Hitle no utilizó esos gases. Al principio de la guerra no lo hizo
probablemente por temor a la respuesta de Estados Unidos y
Gran Bretaña, que disponían de grandes arsenales químicos,
y al final porque no le quedaban suficientes aviones.
Durante la guerra
fría, la carrera armamentista en materia de armas químicas se aceleró con el
descubrimiento del más toxico de los gases enervantes –el VX– cuya producción comenzó
en 1961, en Estados Unidos. Se produjeron así las primeras armas
químicas binarias: proyectiles, bombas y cabezas de misiles que contienen dos
componentes químicos relativamente inofensivos cuando están separados, pero que
al mezclarse durante la trayectoria se convierten en una sustancia toxica.

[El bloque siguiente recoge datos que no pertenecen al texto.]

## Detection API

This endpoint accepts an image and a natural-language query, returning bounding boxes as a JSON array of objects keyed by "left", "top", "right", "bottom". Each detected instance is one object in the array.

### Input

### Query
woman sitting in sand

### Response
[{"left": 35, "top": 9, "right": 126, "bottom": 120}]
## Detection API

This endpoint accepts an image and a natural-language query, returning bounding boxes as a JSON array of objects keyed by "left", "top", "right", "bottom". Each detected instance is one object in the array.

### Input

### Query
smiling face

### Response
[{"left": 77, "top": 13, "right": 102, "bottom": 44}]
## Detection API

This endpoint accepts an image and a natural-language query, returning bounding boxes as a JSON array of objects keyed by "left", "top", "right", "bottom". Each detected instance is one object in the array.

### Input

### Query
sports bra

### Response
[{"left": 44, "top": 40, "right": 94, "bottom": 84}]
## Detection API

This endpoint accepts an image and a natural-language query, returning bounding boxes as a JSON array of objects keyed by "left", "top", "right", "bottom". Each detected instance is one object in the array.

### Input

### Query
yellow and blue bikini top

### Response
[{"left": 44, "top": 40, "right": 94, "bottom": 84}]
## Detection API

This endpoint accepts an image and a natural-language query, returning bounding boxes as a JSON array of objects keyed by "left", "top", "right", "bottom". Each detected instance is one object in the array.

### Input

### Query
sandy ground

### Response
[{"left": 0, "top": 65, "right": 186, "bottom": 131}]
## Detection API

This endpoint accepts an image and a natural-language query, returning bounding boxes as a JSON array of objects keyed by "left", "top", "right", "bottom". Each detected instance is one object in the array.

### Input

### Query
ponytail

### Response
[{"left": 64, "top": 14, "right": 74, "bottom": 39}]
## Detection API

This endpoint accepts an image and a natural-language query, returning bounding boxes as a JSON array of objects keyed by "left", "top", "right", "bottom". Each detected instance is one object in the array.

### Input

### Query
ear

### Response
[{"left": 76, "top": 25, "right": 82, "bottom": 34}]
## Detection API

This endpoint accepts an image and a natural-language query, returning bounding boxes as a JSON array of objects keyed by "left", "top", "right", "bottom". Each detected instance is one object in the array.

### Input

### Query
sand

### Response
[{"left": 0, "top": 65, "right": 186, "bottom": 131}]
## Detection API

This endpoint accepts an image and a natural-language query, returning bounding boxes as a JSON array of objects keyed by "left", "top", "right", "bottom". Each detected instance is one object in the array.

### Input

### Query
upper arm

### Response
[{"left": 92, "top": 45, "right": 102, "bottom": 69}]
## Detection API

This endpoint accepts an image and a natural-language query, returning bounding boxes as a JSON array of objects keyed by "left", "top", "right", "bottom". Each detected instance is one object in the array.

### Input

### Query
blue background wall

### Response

Estados Unidos y la URSS acumularon los arsenales químicos más grandes y
más letales. Pero el «club químico» se expandió rápidamente con la
entrada de otros países.
Con el fin de la
guerra fría se puso en vigor, en 1997, la Convención sobre las armas
químicas, que prohíbe el uso de ese tipo de armas y reglamenta la destrucción
de los arsenales que ya existían. Sin embargo, 16 años más tarde, ni
Estados Unidos ni Rusia han destruido aún la totalidad de sus arsenales
porque no han mantenido los ritmos preestablecidos.
Según los datos
oficiales, Estados Unidos conserva cerca de 5 500 toneladas de armas
químicas. Rusia tiene mucho más, cerca de 21 500 toneladas que heredó con
los arsenales soviéticos. Sin embargo, una evaluación simplemente cuantitativa
resulta engañosa: Estados Unidos, Rusia y otros países tecnológicamente
adelantados mantienen la capacidad de fabricar armas químicas binarias
sofisticadas y siguen combinando sus maniobras de guerra nuclear con las de
guerra química. Pero aún si juzgásemos únicamente el aspecto cuantitativo de la
cuestión veríamos que Estados Unidos –el país que encabeza la campaña
contra las armas químicas de Siria– posee cerca de 6 veces más armas químicas
que ese país árabe. En efecto, según un estimado de la inteligencia francesa,
probablemente inflado, Siria tendría alrededor de 1 000 toneladas de
agentes precursores químicos, o sea sustancias que pueden servir para fabricar
armas químicas.
¿Y por qué Siria no
había firmado la Convención sobre las armas químicas? La respuesta es muy
sencilla: porque Israel dispone de armas atómicas que apuntan hacia Siria. Y
eso no es todo. Desde los años 1960, Israel también se ha dotado de un
sofisticado arsenal de armas químicas. Pero, al igual que su arsenal atómico,
el arsenal químico israelí es secreto ya que Israel se limitó a firmar la
Convención sobre las armas químicas, pero nunca la ratificó. Según un
artículo de la revista Foreign
Policy, basado en un documento de la CIA, el Centro de Investigación
Biológica de Israel realizó profundas investigaciones sobre las armas químicas
y ese tipo de armas fue producido y almacenado en el desierto del Neguev, en
Dimona, donde también se producen armas nucleares. Hasta el Jerusalem Post así lo reporta. Incluso suponiendo que
Israel no haya conservado ese arsenal, escribe la revista especializada Jane’s Defence Weekly, de todas
maneras posee las capacidades necesarias para «desarrollar en unos meses un
programa de armas químicas ofensivas». Lo cual explica por qué Egipto
tampoco ha firmado la Convención sobre las armas químicas.
Si
Estados Unidos e Israel nunca han violado oficialmente la prohibición
del uso de armas químicas es porque el agente químico naranja a base de dioxina
–masivamente utilizado por Estados Unidos en Vietnam– y las bombas
químicas de fósforo blanco –utilizadas por Estados Unidos en Irak,
Yugoslavia, Afganistán y Libia, y también utilizadas por Israel en la franja de
Gaza– no están incluidas en la Convención sobre las armas químicas.
Quizás eso sirva de
consuelo a las familias que han visto nacer a sus niños con malformaciones
causadas por el agente naranja o morir quemados por el fósforo blanco.